Evaluate Safety/Efficacy of Two Treatment Regimens for Vectical™ Ointment & Clobex® Spray for Moderate Plaque Psoriasis - Full Text View

Sponsor:	Galderma Laboratories, L.P.
Information provided by:	Galderma Laboratories, L.P.
ClinicalTrials.gov Identifier:	NCT00988637

Purpose

This clinical trial will evaluate the efficacy and safety of Clobex® (clobetasol propionate) Spray 0.05% and Vectical™ (calcitriol) Ointment 3 µg/g over a four week period of use in one of two different regimens:

Vectical™ Ointment treatment, twice daily on weekdays (Mon - Fri) and Clobex® Spray treatment twice daily on weekends (Sat - Sun) for 28 days
Clobex® Spray each morning and Vectical™ Ointment once each evening for 28 days

Condition	Intervention	Phase
Plaque Psoriasis	Drug: Vectical™ Ointment weekdays and Clobex® Spray weekends Drug: Clobex® Spray morning and Vectical™ Ointment evening	Phase IV

Study Type:	Interventional
Study Design:	Treatment, Randomized, Single Blind (Outcomes Assessor), Parallel Assignment, Efficacy Study
Official Title:	An Open-label, Multi-center, Randomized, Evaluator-Blinded Study to Evaluate the Safety and Efficacy of Two Treatment Regimens Involving Vectical™ (Calcitriol) Ointment 3 µg/g and Clobex® (Clobetasol Propionate) Spray, 0.05% in the Treatment of Moderate Plaque Psoriasis

Resource links provided by NLM:

MedlinePlus related topics: Psoriasis

Drug Information available for: Clobetasol Clobetasol propionate Calcitriol

U.S. FDA Resources

Further study details as provided by Galderma Laboratories, L.P.:

Primary Outcome Measures:

Number of participants who are Clear/Almost Clear of Plaque Psoriasis at Week 4 based on the Overall Disease Severity (ODS), full ordinal scale from Baseline to Week 4 [ Time Frame: Baseline and Week 4 ] [ Designated as safety issue: No ]

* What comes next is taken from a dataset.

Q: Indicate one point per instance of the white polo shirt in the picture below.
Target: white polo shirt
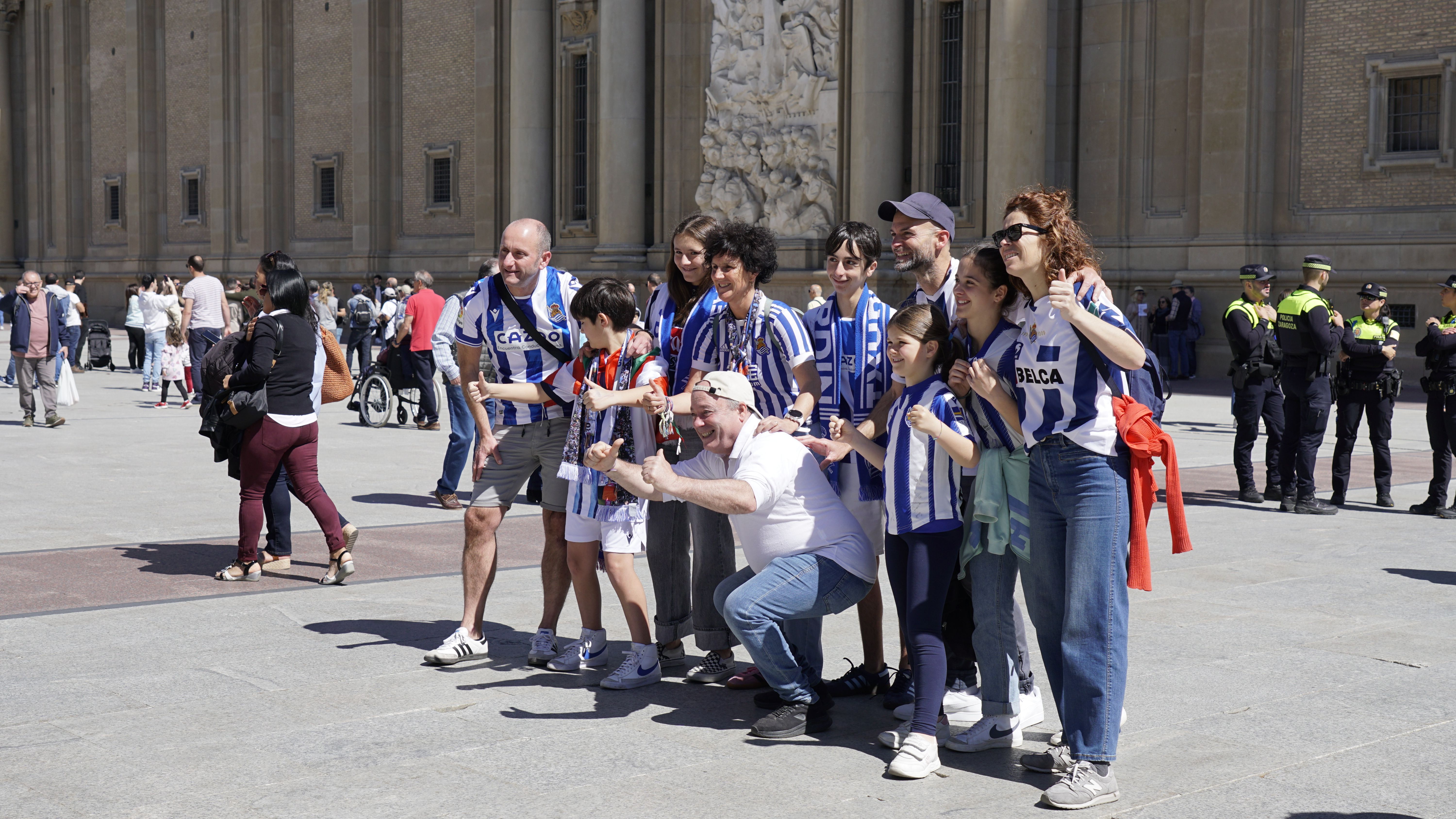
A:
(799, 511)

Secondary Outcome Measures:

Number of participants who are Clear/Almost Clear of Plaque Psoriasis at Week 4 based on the Overall Disease Severity (ODS), dichotomized scale from Baseline to Week 4 [ Time Frame: Baseline and Week 4 ] [ Designated as safety issue: No ]
Number of participants in each category of the Global Assessment of Improvement (GAI) Scale from Baseline to Week 4 [ Time Frame: Baseline and Week 4 ] [ Designated as safety issue: No ]
Number of participants with decrease in Signs of Psoriasis (Erythema) scores from Baseline to Week 4 [ Time Frame: Baseline and Week 4 ] [ Designated as safety issue: No ]
Number of participants with decrease in Signs of Psoriasis (Scaling) scores from Baseline to Week 4 [ Time Frame: Baseline and Week 4 ] [ Designated as safety issue: No ]
Number of participants with decrease in Signs of Psoriasis (Plaque Elevation) scores from Baseline to Week 4 [ Time Frame: Baseline and Week 4 ] [ Designated as safety issue: No ]
Percent (%) change from baseline in % treatable BSA (Body Surface Area) from Baseline to Week 4 [ Time Frame: Baseline and Week 4 ] [ Designated as safety issue: No ]
Mean scores for the Koo-Menter Psoriasis Index 12-item Quality of Life Questionnaire (PQOL-12) at Baseline and Week 4 [ Time Frame: Baseline and Week 4 ] [ Designated as safety issue: No ]
Number of participants who responded to the categories of possible answers to the Subject's Satisfaction Survey questions at Week 4 [ Time Frame: Baseline and Week 4 ] [ Designated as safety issue: No ]
Number of participants with Tolerability Assessments resulting in Adverse Events [ Time Frame: Baseline and Week 4 ] [ Designated as safety issue: Yes ]

Enrollment:	138
Study Start Date:	October 2009
Study Completion Date:	February 2010
Primary Completion Date:	January 2010 (Final data collection date for primary outcome measure)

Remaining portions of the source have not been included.